Gimenez cited the provision of Sec. 2, par 18 of Republic Act No. 2609 which provides:
The margin established by the Monetary Board pursuant to the provision of section one
hereof shall not be imposed upon the sale of foreign exchange for the importation of the
following:
xxx xxx xxx
XVIII. Urea formaldehyde for the manufacture of plywood and hardboard when imported by and
for the exclusive use of end-users.
Casco however averred that the term urea formaldehyde appearing in this provision should be
construed as urea and formaldehyde. It further contends that the bill approved in Congress
contained the copulative conjunction and between the terms urea and, formaldehyde, and
that the members of Congress intended to exempt urea and formaldehyde separately as
essential elements in the manufacture of the synthetic resin glue called urea formaldehyde, not
the latter a finished product, citing in support of this view the statements made on the floor of the
Senate, during the consideration of the bill before said House, by members thereof.

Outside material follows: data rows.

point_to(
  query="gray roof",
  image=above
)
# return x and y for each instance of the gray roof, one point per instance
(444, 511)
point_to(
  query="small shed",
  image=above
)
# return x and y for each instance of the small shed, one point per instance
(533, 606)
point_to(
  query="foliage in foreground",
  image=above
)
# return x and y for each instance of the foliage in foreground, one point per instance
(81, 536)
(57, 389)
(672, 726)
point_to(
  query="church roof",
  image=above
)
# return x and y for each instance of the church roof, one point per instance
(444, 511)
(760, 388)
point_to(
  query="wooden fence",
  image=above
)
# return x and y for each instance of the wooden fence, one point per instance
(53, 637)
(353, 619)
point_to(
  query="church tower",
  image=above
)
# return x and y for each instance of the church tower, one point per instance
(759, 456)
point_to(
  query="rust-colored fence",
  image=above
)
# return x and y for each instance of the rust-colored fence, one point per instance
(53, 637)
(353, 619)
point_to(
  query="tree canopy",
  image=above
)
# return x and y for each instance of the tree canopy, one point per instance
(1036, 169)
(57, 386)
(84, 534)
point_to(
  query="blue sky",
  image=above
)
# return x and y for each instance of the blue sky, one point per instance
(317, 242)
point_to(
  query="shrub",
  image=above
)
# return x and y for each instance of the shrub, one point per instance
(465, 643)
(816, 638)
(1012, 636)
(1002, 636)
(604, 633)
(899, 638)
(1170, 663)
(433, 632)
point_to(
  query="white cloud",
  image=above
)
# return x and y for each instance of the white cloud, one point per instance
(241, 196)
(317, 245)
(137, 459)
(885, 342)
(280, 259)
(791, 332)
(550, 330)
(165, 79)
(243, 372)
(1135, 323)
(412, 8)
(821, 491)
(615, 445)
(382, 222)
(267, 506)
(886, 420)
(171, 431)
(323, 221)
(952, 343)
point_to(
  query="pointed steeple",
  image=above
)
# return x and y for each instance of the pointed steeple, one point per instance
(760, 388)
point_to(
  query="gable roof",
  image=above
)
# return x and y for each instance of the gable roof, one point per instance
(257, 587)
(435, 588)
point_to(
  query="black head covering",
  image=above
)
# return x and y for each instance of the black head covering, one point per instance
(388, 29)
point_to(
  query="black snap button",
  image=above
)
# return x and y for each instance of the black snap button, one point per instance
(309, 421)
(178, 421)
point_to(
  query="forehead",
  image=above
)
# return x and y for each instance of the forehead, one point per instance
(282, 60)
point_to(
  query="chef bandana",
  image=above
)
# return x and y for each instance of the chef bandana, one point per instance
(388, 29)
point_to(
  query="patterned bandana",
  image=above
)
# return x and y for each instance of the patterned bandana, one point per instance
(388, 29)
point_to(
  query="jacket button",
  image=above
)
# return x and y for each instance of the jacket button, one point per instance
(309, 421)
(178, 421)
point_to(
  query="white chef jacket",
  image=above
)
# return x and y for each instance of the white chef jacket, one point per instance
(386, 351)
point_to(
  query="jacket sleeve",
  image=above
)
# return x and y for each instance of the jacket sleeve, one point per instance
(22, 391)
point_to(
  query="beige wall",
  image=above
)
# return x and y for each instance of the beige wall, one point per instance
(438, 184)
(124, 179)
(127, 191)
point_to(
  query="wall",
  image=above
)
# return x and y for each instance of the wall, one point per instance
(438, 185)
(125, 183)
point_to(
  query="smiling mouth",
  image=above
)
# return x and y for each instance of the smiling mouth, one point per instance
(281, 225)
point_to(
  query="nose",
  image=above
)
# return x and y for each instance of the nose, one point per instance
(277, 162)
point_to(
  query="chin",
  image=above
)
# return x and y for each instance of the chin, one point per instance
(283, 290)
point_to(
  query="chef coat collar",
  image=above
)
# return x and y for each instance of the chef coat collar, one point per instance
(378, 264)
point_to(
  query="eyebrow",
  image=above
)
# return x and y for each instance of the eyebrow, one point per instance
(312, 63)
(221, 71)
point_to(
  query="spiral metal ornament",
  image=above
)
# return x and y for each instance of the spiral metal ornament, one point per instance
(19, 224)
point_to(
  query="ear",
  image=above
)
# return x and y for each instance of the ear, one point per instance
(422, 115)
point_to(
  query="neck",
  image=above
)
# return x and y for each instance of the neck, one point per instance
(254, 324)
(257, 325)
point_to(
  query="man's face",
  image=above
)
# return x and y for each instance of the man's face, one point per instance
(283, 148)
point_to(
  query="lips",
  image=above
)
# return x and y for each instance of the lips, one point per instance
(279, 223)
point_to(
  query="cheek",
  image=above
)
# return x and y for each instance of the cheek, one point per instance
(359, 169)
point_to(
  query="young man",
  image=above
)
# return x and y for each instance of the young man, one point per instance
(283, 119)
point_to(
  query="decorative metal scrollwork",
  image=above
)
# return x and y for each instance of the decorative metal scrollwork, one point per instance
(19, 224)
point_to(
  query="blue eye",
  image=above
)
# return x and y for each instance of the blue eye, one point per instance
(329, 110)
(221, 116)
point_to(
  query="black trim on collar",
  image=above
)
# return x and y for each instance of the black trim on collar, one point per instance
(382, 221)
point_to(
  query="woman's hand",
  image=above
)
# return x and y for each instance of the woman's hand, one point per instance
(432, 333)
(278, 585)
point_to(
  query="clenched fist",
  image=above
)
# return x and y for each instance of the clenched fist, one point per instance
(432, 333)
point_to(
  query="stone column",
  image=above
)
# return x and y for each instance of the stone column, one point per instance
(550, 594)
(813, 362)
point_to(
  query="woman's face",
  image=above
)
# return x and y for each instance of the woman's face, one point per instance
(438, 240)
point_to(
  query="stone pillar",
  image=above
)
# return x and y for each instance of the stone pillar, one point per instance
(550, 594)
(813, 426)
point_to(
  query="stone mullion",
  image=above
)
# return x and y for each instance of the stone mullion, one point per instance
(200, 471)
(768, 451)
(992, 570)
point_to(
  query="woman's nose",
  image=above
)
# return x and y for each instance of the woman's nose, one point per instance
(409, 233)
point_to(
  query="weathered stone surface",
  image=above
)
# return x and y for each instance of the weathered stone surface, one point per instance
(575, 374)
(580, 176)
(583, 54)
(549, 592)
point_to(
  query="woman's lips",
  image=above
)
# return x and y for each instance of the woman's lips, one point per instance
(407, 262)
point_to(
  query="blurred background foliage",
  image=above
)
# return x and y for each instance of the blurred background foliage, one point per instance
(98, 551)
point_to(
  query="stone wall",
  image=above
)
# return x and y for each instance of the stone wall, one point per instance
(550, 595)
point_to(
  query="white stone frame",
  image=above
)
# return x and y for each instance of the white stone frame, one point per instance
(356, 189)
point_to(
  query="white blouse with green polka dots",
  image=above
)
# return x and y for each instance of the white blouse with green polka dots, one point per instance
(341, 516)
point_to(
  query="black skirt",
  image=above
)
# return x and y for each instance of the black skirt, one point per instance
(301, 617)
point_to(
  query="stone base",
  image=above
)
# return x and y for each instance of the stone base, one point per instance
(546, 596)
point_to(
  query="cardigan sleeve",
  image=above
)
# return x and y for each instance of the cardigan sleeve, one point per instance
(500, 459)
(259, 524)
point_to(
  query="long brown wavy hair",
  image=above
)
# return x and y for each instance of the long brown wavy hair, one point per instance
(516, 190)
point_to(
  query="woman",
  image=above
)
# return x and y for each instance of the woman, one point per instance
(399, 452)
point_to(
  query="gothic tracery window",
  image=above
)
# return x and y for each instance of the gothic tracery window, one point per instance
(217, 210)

The enrolled bill however used the term urea formaldehyde
ISSUE: Whether or not the term urea formaldehyde should be construed as urea and
formaldehyde.
HELD: No. Urea formaldehyde is not a chemical solution. It is the synthetic resin formed as a
condensation product from definite proportions of urea and formaldehyde under certain conditions
relating to temperature, acidity, and time of reaction. Urea formaldehyde is clearly a finished
product, which is patently distinct and different from urea and formaldehyde, as
separate articles used in the manufacture of the synthetic resin known as urea formaldehyde.
The opinions or statements of any member of Congress during the deliberation of the said law/bill
do not represent the entirety of the Congress itself. What is printed in the enrolled bill would
be conclusive upon the courts. The enrolled bill which uses the term urea formaldehyde
instead of urea and formaldehyde is conclusive upon the courts as regards the tenor of the
measure passed by Congress and approved by the President. If there has been any mistake in
the printing of the bill before it was certified by the officers of Congress and approved by the
Executive on which the SC cannot speculate, without jeopardizing the principle of separation of
powers and undermining one of the cornerstones of our democratic system the remedy is by
amendment or curative legislation, not by judicial decree.